Infrabel, société anonyme de droit public responsable des infrastructures du réseau ferroviaire belge (groupe SNCB), réalise actuellement des travaux le long de la ligne 162, entre Pont-à-Libin et Libramont, au lieu-dit Contranhé. Ces travaux ont pour objectif de garantir – sécurité oblige – la stabilité des talus de la voie ferrée. Ils consistent essentiellement à reprendre les saillies rocheuses. Les déblais consécutifs à ces travaux ont été étendus, de manière à ressembler à un chemin, sur le flanc de la voie de chemin de fer. Ce “chemin”, qui est aussi un dépôt illégal – nous allons le voir – s’étend sur 2 voire, par endroit, 3 mètres de haut, 6 à 8 mètres de larges, et plus de deux kilomètres de long. L’ensemble représente environ 15 000 m3 de matériaux abandonnés dans… un site Natura 2000 (Haute Lhomme)!
De multiples infractions
Infrabel dispose d’un permis d’urbanisme qui ne porte que sur la stabilisation des bermes et talus et qui précise que les déchets ne peuvent rester sur le site en fin de travaux. Ils doivent être évacués vers un centre de tri-recyclage voire vers un CET (centre d’enfouissement technique). Ce permis stipule en outre que le chantier doit impérativement être suivi par un représentant de la DNF afin d’assurer qu’il ne mette pas en péril un habitat prioritaire et/ou une espèce protégée. Mais pourquoi la DNF, chargée de suivre ce dossier, a-t-elle fermé les yeux sur ce dépôt de 15.000 m3 de déchets (1,6 hectares) en plein site Natura 2000 qui inclut des habitats protégés (mégaphorbiaies et fragments d’aulnaies ) et des habitats d’espèces menacées en Wallonie (Bois-gentil)?

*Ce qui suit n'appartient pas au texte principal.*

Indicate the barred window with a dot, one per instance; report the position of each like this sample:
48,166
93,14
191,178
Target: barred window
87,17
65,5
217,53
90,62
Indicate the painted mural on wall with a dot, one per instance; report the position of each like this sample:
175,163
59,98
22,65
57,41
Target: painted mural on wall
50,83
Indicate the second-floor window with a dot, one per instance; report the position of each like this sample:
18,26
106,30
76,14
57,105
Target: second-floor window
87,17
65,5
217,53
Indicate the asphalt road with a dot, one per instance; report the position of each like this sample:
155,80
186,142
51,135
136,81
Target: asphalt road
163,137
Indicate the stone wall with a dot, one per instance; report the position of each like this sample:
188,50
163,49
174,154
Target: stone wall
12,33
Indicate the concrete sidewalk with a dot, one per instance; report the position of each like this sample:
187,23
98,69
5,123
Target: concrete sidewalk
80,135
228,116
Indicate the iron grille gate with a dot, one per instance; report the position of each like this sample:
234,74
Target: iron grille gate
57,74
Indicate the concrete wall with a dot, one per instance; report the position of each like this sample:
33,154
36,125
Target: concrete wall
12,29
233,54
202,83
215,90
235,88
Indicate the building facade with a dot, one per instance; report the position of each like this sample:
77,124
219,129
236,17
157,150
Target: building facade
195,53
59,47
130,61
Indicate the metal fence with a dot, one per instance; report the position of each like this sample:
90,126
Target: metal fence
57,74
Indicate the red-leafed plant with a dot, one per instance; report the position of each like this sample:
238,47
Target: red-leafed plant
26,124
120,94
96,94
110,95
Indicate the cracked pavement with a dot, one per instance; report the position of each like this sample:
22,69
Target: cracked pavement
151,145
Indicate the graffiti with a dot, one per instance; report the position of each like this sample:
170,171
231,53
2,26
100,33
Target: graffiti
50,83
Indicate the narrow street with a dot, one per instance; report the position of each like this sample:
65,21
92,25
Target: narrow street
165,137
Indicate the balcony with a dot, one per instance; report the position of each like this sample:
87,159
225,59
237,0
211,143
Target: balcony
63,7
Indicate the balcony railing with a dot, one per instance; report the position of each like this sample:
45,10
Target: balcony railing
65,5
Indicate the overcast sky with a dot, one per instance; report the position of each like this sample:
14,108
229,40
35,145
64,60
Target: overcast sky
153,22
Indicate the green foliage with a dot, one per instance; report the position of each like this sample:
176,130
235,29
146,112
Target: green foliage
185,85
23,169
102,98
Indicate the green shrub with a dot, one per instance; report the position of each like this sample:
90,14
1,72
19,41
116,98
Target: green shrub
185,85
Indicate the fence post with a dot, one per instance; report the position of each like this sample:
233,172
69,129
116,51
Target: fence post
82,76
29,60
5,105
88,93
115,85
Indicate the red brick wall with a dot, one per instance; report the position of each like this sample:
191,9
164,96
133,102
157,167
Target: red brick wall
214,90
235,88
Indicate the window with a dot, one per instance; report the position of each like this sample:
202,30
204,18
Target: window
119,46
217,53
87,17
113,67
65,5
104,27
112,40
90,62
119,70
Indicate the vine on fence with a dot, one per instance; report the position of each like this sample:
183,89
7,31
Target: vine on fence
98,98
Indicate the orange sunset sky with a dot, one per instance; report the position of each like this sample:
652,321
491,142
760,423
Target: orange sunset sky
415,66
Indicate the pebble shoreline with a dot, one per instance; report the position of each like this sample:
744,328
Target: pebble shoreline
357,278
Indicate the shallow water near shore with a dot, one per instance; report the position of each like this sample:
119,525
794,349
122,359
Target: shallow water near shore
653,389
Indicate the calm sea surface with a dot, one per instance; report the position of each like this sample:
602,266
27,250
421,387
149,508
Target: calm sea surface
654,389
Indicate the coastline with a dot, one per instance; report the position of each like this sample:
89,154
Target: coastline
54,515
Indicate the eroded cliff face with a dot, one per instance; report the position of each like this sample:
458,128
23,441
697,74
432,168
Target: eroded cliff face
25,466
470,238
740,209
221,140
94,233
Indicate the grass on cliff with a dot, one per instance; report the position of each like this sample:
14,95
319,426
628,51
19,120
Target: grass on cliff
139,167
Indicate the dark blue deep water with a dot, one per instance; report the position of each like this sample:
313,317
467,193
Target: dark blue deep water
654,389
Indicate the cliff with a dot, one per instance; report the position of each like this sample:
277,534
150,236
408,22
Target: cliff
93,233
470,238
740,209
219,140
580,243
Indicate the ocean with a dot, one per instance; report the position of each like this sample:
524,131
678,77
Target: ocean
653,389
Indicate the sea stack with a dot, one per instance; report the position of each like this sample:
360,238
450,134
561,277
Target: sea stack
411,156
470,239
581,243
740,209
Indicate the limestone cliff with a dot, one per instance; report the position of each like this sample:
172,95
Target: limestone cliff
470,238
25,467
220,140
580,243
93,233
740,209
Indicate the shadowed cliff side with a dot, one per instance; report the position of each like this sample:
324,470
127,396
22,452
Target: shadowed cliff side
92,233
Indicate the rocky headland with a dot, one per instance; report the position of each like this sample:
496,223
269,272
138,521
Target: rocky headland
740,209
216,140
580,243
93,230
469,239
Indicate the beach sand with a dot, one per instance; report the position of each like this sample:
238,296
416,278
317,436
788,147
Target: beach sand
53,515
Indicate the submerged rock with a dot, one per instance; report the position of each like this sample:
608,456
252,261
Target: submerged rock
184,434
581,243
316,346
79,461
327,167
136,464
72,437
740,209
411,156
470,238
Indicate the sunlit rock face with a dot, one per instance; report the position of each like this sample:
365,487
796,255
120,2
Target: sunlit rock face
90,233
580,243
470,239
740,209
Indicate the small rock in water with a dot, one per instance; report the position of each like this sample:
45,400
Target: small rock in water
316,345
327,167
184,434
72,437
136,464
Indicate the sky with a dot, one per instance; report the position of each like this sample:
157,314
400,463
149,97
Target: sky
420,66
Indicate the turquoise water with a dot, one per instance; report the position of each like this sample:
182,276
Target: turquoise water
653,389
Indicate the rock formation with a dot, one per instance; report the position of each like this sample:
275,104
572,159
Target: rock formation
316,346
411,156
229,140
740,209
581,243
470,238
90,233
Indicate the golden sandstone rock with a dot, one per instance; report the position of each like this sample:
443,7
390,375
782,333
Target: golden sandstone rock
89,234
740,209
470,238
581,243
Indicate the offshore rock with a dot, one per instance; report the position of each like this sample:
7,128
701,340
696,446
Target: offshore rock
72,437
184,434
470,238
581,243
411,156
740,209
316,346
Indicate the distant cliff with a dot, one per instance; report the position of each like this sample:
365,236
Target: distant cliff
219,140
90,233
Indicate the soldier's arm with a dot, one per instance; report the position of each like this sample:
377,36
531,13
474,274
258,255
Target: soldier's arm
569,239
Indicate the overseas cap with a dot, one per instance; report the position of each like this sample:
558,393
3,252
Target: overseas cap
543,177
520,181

Des ‘’arrangements’’ sur le terrain
Il ressort des contacts pris avec Infrabel que le projet initial visait à évacuer les déblais issus du chantier par le chemin forestier situé non loin de la saillie rocheuse. Mais le propriétaire – une personnalité importante – en a refusé le passage. Qu’a cela ne tienne: la DNF a “arrangé” la situation en autorisant les travaux tels qu’ils se déroulent actuellement, validant la création d’une décharge sous la forme d’un chemin… sans aucune évaluation des incidences.
Une gestion à la légère
Comment l’administration chargée de faire respecter la législation Natura 2000 peut- elle gérer un tel dossier sans s’appuyer sur une évaluation scientifique des atteintes au site? Depuis, suite à l’intervention de diverses associations, la DNF a revu sa position et a dressé un procès verbal pour les parties communales de ce chemin illégal don’t la majorité de la surface est… propriété de la SNCB! Signe supplémentaire, s’il en fallait, qui renforce notre doute quant au sérieux avec lequel ce dossier est géré. Notre action ne s’est pas limitée à la dénonciation des infractions: nous avons également demandé qu’une évaluation rigoureuse des incidences soit réalisée afin de proposer les mesures compensatoires à cette infraction. Ce sera à la justice de trancher…
Ces infractions multiples portent une atteinte très concrète à des milieux et espèces naturels auxquels la rareté confère une valeur patrimoniale certaine. A ce titre, cette affaire constitue un précédent regrettable, discréditant la protection accordée par le statut Natura 2000 aux habitats et espèces que l’Union européenne a entendu protéger par cette voie. En sus, en l’absence de remise en état des lieux elle constituera en quelque sorte une prime à l’illégalité, le fait d’entreposer sur place les déchets du chantier constituant une économie substantielle par rapport à la solution de l’évacuation, seule autorisée par le permis.